I can feel the lightening bolts and pelting rain positioning above my head as I type this. Here goes: I don't want this two week wait to end. I don't. Really. I want to reschedule my Beta for sometime in October. Or January. I want to continue to live in the glorious netherworld of the unknown; of the maybes; of the "is that a tad bit of nausea brought upon by my powerful sensory aversion to the pregnancy hormone, or should I just not have had that 3rd taco? I'm living in denial and I like it here.
I haven't bought any pregnancy tests either. And now that I think about it, I don't think I've even scheduled a time to go in for my beta. Who is this interloper who has taken over my type A, "give me control or give me death" person? No idea, but if she's a good cook and can get me out of the office on time, she's hired.

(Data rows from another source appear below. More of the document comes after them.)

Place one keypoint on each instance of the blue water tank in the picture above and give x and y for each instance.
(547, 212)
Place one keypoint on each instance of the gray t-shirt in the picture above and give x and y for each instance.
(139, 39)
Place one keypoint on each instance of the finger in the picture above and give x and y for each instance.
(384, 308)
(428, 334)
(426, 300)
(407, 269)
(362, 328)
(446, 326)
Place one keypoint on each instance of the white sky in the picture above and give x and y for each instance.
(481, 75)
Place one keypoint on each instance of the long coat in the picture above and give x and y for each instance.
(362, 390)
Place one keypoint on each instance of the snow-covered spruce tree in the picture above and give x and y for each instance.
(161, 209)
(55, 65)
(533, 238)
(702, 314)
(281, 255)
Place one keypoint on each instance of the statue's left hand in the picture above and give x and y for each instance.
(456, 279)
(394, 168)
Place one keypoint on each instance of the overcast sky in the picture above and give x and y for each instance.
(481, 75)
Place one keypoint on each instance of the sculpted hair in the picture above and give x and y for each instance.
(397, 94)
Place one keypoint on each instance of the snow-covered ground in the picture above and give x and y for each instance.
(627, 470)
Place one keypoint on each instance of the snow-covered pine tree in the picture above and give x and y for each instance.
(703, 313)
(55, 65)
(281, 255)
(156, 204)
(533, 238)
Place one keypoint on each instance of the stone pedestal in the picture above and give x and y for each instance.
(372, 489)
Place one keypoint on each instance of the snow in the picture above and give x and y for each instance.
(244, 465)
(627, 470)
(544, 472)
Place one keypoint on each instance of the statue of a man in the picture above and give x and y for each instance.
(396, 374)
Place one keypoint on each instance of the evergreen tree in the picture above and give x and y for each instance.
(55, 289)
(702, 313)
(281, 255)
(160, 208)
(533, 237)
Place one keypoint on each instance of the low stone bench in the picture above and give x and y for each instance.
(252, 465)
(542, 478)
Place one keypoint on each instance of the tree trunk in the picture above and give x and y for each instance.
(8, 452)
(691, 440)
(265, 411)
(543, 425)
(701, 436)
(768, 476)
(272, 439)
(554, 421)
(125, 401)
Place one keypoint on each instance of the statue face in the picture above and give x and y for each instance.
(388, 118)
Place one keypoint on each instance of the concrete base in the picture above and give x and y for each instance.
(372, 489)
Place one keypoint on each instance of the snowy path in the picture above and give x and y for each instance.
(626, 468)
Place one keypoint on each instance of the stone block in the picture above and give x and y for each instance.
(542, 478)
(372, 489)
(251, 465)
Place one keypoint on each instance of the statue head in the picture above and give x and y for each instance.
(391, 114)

Seriously, I had "the" conversation with myself last night. It went something like this: "Self, you have no control over the outcome, just how you handle the outcome. Your period of blissful ignorance is coming to an end so it's time to deal. It was a shit cycle, but you ended up with four fairly decent blobs of potential human life (did I mention that my last embryo made it to freeze?). This was a seriously good effort, but now it's time to deal in the here and now. And you can handle the outcome. You have before, you can do it again. So, put down the faux daiquiri and smell the noncaffeinated coffee. And lose some weight while you're at it." Bitch.
So that's where I am. I wouldn't say that I'm treading water, just that I'm floating on a very comfortable raft on a river in Egypt with no natural predators and a good book. And, self be damned, I get to stay here for just a little while longer.